| |
Methods defined here:
- __init__(self, data=None, meanstats_data=None, stdevstats_data=None, value_columns=None, time_column=None, window_type='global', output='string', mean=None, st_dev=None, window_size=None, output_frequency=1, points_persymbol=1, symbols_perwindow=None, alphabet_size=4, bitmap_level=2, print_stats=False, accumulate=None, data_sequence_column=None, meanstats_data_sequence_column=None, stdevstats_data_sequence_column=None, data_partition_column=None, meanstats_data_partition_column=None, stdevstats_data_partition_column=None, data_order_column=None, meanstats_data_order_column=None, stdevstats_data_order_column=None)
- DESCRIPTION:
The SAX (Symbolic Aggregate approXimation) function transforms a time
series data item into a smaller sequence of symbols, which are more
suitable for additional types of manipulation, because of their smaller
size and the relative ease with which patterns can be identified and
compared.
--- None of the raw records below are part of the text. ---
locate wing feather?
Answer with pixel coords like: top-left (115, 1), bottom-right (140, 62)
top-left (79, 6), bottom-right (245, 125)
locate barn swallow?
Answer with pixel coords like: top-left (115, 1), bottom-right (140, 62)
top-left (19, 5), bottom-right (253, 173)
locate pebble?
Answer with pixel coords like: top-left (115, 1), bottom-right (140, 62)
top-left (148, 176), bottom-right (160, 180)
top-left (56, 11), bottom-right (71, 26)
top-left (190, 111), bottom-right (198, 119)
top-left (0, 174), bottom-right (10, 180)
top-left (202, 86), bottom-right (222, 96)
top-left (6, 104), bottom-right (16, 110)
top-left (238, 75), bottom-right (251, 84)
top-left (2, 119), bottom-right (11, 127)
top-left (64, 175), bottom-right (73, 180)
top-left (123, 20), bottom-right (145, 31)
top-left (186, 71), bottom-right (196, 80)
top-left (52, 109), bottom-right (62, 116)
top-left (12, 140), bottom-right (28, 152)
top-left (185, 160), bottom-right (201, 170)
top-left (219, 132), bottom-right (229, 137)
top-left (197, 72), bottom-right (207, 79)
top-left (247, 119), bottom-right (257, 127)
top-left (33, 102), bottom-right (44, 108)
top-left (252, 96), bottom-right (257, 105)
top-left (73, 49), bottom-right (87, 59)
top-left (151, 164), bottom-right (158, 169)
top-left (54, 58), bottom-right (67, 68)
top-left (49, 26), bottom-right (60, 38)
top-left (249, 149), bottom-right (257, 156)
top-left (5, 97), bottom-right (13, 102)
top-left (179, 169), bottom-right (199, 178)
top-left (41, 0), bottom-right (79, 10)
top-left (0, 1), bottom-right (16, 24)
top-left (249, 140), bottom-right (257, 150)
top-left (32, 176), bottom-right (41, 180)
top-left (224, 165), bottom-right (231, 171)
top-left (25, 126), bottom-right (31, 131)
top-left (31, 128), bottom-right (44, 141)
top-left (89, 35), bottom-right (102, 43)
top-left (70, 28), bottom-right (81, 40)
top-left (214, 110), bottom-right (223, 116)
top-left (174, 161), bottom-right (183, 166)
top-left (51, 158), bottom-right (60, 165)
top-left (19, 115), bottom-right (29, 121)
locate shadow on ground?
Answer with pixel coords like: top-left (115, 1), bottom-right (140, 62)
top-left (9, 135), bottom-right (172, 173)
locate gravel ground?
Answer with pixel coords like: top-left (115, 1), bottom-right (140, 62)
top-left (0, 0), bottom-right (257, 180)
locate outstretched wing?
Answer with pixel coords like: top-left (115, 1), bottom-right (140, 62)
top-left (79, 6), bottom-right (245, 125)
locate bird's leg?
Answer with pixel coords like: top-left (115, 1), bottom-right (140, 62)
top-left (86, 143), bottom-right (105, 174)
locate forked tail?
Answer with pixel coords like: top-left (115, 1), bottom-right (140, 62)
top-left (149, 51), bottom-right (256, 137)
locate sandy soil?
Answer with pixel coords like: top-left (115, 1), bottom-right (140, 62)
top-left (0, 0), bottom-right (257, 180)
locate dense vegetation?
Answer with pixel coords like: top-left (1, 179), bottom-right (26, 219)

Input and output formats allow it to be analyzed using NPath
or Shapelet Functions, or by other hashing or regular-expression pattern
matching algorithms.
PARAMETERS:
data:
Required Argument.
Specifies the teradataml DataFrame containing timeseries data.
data_partition_column:
Required Argument.
Specifies Partition By columns for data.
Values to this argument can be provided as list, if multiple columns
are used for partition.
Types: str OR list of Strings (str)
data_order_column:
Required Argument.
Specifies Order By columns for data.
Values to this argument can be provided as list, if multiple columns
are used for ordering.
Types: str OR list of Strings (str)
meanstats_data:
Optional Argument.
Specifies teradataml DataFrame that contains the global means of each
value_column of the input teradataml DataFrame.
meanstats_data_partition_column:
Optional Argument. Required if 'meanstats_data' is used.
Specifies Partition By columns for meanstats_data.
Values to this argument can be provided as list, if multiple columns
are used for partition.
Types: str OR list of Strings (str)
meanstats_data_order_column:
Optional Argument.
Specifies Order By columns for meanstats_data.
Values to this argument can be provided as list, if multiple columns
are used for ordering.
Types: str OR list of Strings (str)
stdevstats_data:
Optional Argument.
Specifies teradataml DataFrame that contains the global standard deviations
of each value_column of the input teradataml DataFrame.
stdevstats_data_partition_column:
Optional Argument. Required if 'stdevstats_data' is used.
Specifies Partition By columns for stdevstats_data.
Values to this argument can be provided as list, if multiple columns
are used for partition.
Types: str OR list of Strings (str)
stdevstats_data_order_column:
Optional Argument.
Specifies Order By columns for stdevstats_data.
Values to this argument can be provided as list, if multiple columns
are used for ordering.
Types: str OR list of Strings (str)
value_columns:
Required Argument.
Specifies the names of the input teradataml DataFrame columns that
contain the time series data to be transformed.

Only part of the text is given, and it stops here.